1. Familia, nacimiento, infancia.
Las circunstancias del nacimiento de Jesús relatadas por los Evangelios concuerdan con la grandeza de Cristo y con las profecías mesiánicas. Estas circunstancias armonizan al mismo tiempo con la humilde apariencia que el Salvador debió tener en Su vida en la tierra. Malaquías (Mal. 3:1 y Mal. 4:5, 6) había profetizado que un heraldo, dotado del espíritu y poder de Elías, precedería a la venida del Señor; Lucas nos relata, ante todo, el nacimiento de Juan el Bautista, el precursor de Cristo. Zacarías, sacerdote de una sincera piedad, privado de descendencia y muy anciano, estaba ocupado en el Templo cumpliendo los deberes de su cargo. Le tocó en suerte (según la costumbre establecida entre los sacerdotes) hacer la ofrenda de incienso sobre el lugar santo, símbolo de las oraciones de Israel.

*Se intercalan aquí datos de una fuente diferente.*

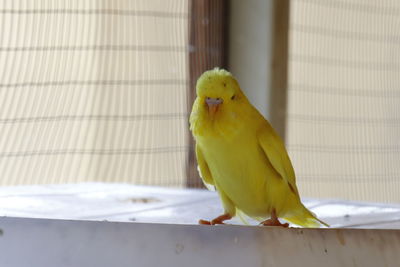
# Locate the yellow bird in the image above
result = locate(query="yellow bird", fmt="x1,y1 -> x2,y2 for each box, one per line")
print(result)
190,68 -> 328,227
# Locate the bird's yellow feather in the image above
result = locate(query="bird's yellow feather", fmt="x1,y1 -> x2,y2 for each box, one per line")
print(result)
190,69 -> 326,227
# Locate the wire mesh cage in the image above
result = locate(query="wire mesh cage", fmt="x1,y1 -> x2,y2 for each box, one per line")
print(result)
0,0 -> 400,202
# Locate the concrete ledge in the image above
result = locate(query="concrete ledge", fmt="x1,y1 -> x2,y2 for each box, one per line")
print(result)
0,217 -> 400,267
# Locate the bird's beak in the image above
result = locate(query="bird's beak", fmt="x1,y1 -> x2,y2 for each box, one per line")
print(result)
206,97 -> 223,116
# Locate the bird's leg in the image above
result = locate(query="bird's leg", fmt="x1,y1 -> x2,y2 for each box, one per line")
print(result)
260,209 -> 289,227
199,214 -> 232,225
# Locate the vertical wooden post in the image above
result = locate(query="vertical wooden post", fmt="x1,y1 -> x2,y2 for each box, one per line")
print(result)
270,0 -> 290,139
187,0 -> 229,187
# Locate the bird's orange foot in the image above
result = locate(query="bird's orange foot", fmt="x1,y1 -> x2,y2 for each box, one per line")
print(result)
199,214 -> 232,225
260,218 -> 289,228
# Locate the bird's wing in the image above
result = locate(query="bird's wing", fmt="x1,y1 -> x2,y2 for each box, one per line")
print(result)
258,122 -> 299,195
196,144 -> 215,191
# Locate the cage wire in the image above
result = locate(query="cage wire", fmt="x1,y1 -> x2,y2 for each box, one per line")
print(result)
0,0 -> 189,186
0,0 -> 400,202
287,0 -> 400,202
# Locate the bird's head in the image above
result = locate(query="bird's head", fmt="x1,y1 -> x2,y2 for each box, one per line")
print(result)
196,68 -> 247,118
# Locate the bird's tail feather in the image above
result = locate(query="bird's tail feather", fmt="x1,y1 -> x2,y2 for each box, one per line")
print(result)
284,206 -> 329,228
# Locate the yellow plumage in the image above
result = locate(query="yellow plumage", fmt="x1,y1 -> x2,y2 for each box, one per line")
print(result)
190,69 -> 326,227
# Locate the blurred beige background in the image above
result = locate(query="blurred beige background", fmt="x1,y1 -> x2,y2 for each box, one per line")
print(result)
0,0 -> 188,186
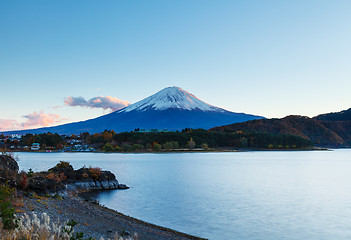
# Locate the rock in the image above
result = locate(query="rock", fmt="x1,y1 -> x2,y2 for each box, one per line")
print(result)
117,184 -> 129,189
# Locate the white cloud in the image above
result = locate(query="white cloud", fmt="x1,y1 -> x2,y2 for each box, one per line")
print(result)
65,96 -> 130,111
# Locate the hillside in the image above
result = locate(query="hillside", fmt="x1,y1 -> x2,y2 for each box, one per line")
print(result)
0,87 -> 263,135
210,116 -> 351,147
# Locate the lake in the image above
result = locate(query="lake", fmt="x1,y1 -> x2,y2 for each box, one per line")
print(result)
16,149 -> 351,240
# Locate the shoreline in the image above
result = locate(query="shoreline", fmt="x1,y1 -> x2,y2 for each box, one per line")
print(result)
17,191 -> 205,240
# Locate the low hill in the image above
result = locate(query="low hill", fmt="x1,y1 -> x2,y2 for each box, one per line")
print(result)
210,116 -> 351,147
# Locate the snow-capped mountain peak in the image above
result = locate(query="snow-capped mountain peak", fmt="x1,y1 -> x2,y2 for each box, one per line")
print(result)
119,87 -> 224,112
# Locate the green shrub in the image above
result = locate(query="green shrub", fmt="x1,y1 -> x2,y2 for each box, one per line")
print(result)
0,185 -> 16,229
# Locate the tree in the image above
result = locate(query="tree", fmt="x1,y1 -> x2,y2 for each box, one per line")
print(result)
103,143 -> 113,152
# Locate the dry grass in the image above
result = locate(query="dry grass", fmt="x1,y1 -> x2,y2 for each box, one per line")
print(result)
0,213 -> 138,240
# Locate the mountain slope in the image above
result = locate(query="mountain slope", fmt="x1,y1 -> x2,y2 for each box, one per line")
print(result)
2,87 -> 263,134
315,108 -> 351,121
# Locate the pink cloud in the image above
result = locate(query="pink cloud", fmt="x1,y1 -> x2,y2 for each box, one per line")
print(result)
0,119 -> 21,131
65,96 -> 130,112
21,112 -> 60,128
0,111 -> 64,132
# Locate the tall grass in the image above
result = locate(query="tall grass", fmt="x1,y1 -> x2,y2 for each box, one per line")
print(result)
0,213 -> 138,240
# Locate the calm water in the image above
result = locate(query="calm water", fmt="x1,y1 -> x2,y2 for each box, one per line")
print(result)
17,150 -> 351,240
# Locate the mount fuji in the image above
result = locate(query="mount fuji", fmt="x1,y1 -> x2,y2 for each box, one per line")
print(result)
7,87 -> 264,134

El ángel Gabriel se apareció a Zacarías, y le anunció que sería el padre del precursor anunciado. Esta aparición tuvo lugar, probablemente, el año 5 a.C. Después de ello, Elisabet y Zacarías se dirigieron de vuelta a su mansión, situada en un pueblo del país montañoso de Judá (Lc. 1:39). Allí esperaron el cumplimiento de la promesa. Seis meses más tarde se apareció un ángel a María, virgen de la familia de David; esta doncella de Nazaret estaba prometida a un hombre llamado José, que descendía de David, el gran soberano de Israel (Mt. 1:1-16; Lc. 1:27). (Véanse GENEALOGÍA, MARÍA). José, israelita piadoso y de humilde condición a pesar de su noble linaje, era carpintero. El ángel anunció a María que, por el poder del Espíritu Santo, ella vendría a ser la madre del Mesías (Lc. 1:28-38); el niño, cuyo nombre debía ser Jesús, heredaría el trono de Su antecesor David. El ángel anunció a María también que su prima Elisabet estaba embarazada. Cuando el ángel se hubo ido, María se apresuró a ir a visitar a Elisabet. Al encontrarse, el Espíritu de la profecía entró en ellas. Elisabet, saludando a María, la llamó la madre de su Señor; María, a ejemplo de la Ana de la antigüedad (1 S. 2:1-10) entonó un cántico de alabanzas, celebrando la liberación futura de Israel, y el honor que le había sido concedido.
En el tiempo en que Elisabet tenía que dar a luz, María se volvió a Nazaret. Dios mismo intervino para ahorrarle todo baldón. José, al ver el estado en que se hallaba María, quiso romper con ella en secreto, sin acusarla en público. Pero Dios no le permitió actuar así. Un ángel le reveló en sueños la razón del embarazo de María; le dijo que el niño iba a ser el Mesías, y que debía nacer de una virgen, tal como lo había profetizado Isaías. José obedeció la voz del ángel, por cuanto su fe era tan profunda como la de María, y no la abandonó. El niño nació de la virgen María, pero legalmente tuvo al mismo tiempo un padre humano, cuyo amor y honorabilidad protegieron a María; es evidente que fue ella quien más tarde dio a conocer estos hechos.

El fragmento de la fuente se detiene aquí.